Since, years in the league had a stronger correlation, I decided to categorize the amount of years in the league into the 6 categories below. 1.Legend - 10 or more years 2.Very Experienced - 8-9 Years 3.Experienced - 6-7 Years 4.Some Experience - 4-5 Years 5.Little Experience - 1-3 Years 6-Unsuccessful - 0 years
Using the categories above, I was able to find the probability of each location falling into the category. As expected there was an inverse relationship between players that played 10 years in the league vs players that played 0 years in the league. The probabilities of players that played between 4-7 years in the league were pretty evenly selected in the draft. Based on the probability scores above, I decided to look into second rounders. There was a surprising statistic that the 37th pick overall had a 28% chance of playing 10 years or more, which is significantly higher than any other picks. Picks 35, 42, and 43 were second highest with 19% chance of playing 10 or more years in the league.

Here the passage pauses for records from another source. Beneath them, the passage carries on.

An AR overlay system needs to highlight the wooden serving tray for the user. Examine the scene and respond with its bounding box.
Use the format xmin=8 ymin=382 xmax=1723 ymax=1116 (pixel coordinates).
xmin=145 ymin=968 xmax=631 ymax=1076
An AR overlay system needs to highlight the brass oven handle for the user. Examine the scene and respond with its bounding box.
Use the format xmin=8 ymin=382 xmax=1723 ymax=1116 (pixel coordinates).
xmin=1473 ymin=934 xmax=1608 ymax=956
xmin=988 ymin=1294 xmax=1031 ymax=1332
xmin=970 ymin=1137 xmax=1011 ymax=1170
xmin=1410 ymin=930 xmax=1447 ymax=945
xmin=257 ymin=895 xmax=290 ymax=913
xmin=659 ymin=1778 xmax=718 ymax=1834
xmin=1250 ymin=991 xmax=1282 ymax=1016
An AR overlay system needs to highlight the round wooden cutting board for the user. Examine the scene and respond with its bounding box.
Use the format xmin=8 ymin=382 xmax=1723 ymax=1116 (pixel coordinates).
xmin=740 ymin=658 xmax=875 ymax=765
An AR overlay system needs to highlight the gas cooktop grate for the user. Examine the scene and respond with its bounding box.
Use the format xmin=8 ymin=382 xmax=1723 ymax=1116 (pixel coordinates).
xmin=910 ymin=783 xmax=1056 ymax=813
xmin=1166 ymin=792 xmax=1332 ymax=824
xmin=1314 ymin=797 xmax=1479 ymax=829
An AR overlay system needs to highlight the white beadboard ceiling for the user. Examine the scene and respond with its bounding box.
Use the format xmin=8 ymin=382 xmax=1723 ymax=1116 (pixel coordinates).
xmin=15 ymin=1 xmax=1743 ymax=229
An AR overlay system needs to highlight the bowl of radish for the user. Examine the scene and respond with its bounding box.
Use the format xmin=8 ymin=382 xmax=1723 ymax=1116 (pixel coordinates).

Since playing in the league isn’t always guaranteed, I wanted to see which location had the highest chance or playing in the league at all. It was the 32nd pick that had a chance of 66% of playing 1-3 years in the league. Also, to stay in the league, other statistics are always important. Based on the overall statistics of the players from 1994 to 2014, points, assists, rebounds and field goal percentage had the highest correlation to the number of years in the league.
Overall, this if a player was known to be going into the second round, they have a 66% chance of playing the league if they are drafted 32nd and a 28% chance to play in the league more than 10 years if they are 37th overall. Since our model only has a 30% R^2, its important to consider other statistics such as points, assists, rebounds and field goal percentage.